In summary, this study demonstrated a one-step coating method for high-Ni layered oxide cathode materials based on the solubility limits of Sn in LiNi0.8Co0.2O2 as a function of temperature. Sn was doped into NC82 at 600°C, and its solubility decreased with increasing temperature. Consequently, Sn separated from the host material and a β-Li2SnO3 layer was formed on the surface of the high-Ni cathode. The transition of Sn with respect to temperature was systematically investigated using XRD and STEM coupled with EDS. The electrochemical performances of NC82 and NC82_Sn5% were compared in the range of 3.0–4.4 V (vs. Li/Li+). NC82_Sn5% exhibited better rate and cycle performances than bare NC82. Using a combination of structural and electrochemical analyses, including CE, EIS, and the degree of Li/Ni mixing, the β-Li2SnO3 layer of NC82_Sn5% prevented surface electrolyte decomposition during cycling, thereby improving the cycle performance of NC82_Sn5%. Therefore, we strongly believe that one-step coating engineering by thermal phase segregation is a prospective method for interphase stabilization to prevent unwanted surface side reactions with electrolytes in LIBs.

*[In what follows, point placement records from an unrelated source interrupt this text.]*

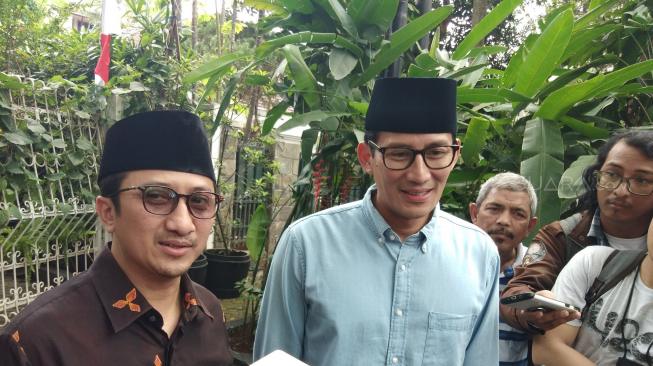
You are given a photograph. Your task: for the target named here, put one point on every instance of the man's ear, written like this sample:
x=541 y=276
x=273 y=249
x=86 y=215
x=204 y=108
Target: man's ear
x=531 y=223
x=365 y=157
x=458 y=152
x=473 y=212
x=106 y=212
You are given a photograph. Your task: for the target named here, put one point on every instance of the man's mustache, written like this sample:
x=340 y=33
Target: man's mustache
x=501 y=231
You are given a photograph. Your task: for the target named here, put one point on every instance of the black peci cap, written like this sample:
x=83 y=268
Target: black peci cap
x=413 y=105
x=161 y=140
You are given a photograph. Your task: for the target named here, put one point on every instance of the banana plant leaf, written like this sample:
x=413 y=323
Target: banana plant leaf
x=304 y=79
x=545 y=55
x=560 y=101
x=475 y=138
x=571 y=183
x=402 y=40
x=267 y=47
x=304 y=119
x=257 y=232
x=484 y=27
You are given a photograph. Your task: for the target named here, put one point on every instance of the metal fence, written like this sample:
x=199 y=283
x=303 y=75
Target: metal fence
x=47 y=221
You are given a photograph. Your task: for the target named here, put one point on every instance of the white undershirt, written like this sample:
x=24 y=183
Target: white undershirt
x=627 y=244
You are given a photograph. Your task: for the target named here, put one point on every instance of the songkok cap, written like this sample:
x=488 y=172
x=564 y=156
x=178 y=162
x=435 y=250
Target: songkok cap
x=413 y=105
x=161 y=140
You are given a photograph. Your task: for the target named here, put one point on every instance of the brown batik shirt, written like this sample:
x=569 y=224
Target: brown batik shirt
x=99 y=318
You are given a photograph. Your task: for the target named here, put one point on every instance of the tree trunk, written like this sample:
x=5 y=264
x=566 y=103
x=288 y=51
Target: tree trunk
x=445 y=24
x=218 y=25
x=234 y=13
x=194 y=25
x=479 y=9
x=173 y=42
x=399 y=21
x=424 y=7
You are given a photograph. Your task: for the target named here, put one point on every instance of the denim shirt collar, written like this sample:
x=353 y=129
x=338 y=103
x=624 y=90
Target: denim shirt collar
x=383 y=231
x=596 y=231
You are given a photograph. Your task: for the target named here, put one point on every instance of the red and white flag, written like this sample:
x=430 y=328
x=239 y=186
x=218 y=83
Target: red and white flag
x=110 y=25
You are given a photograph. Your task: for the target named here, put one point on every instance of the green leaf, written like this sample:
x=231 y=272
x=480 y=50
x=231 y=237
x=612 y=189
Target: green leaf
x=4 y=218
x=306 y=118
x=18 y=138
x=595 y=13
x=273 y=116
x=14 y=168
x=209 y=86
x=267 y=47
x=485 y=26
x=329 y=124
x=309 y=137
x=267 y=6
x=512 y=70
x=10 y=82
x=545 y=55
x=341 y=63
x=378 y=12
x=76 y=158
x=489 y=95
x=359 y=107
x=120 y=91
x=402 y=40
x=583 y=38
x=571 y=183
x=14 y=212
x=475 y=138
x=544 y=172
x=84 y=144
x=257 y=232
x=59 y=143
x=36 y=127
x=56 y=176
x=304 y=80
x=560 y=101
x=345 y=20
x=542 y=137
x=138 y=86
x=587 y=129
x=215 y=65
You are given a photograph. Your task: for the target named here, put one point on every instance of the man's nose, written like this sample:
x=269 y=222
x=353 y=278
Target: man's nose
x=180 y=219
x=418 y=171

We acknowledge the support from a HRD Program for Industrial Innovation (P0012748) by Korea Institute for Advancement of Technology (KIAT) grant funded by the Korea Government (MOTIE), Ministry of Trade, Industry & Energy/Korea Evaluation Institute of Industrial Technology (MOTIE/KEIT) (Nos. 20010900) and the National Research Foundation of Korea (NRF) grant funded by the Korea government (MEST) (NRF-2022M3J1A1085408). This research was also supported by “Regional Innovation Strategy (RIS)” through the National Research Foundation of Korea (NRF) funded by the Ministry of Education (MOE)(2022RIS-005).

Fig. 1
Schematic diagram for the one-pot synthesis of β-Li2SnO3 layer coated NC82 with increasing temperature.
Fig. 2
(a) XRD patterns of NC82 and NC82_Sn5% as a function of synthesis temperature and (b) the Rietveld refinement results of the XRD patterns.
Fig. 3
SEM images of (a) NC82 and (b) NC82_Sn5%. STEM images and the corresponding EDS elemental maps of Ni (green), Co (yellow), and Sn (red) for NC82_Sn5% at (c) 600°C and (d) 750°C.
Fig. 4
Electrochemical characteristics of NC82 and NC82_Sn5%: (a) voltage profiles of the formation cycle at a rate of C/ 10, (b) rate performance, (c) cycle performance, and (d) Coulombic efficiency at a rate of 1 C in the range of 3.0–4.4 V (vs. Li/Li+) at 30°C; (e) cycle performances at 60°C.
Fig. 5
Nyquist plot of NC82 and NC82_Sn5% at 30°C after formation and after 100 cycles (Inset: equivalent circuit).
Fig. 6
Degree of Li/Ni mixing in NC82 and NC82_Sn5% at 30°C before cycling and after 100 cycles.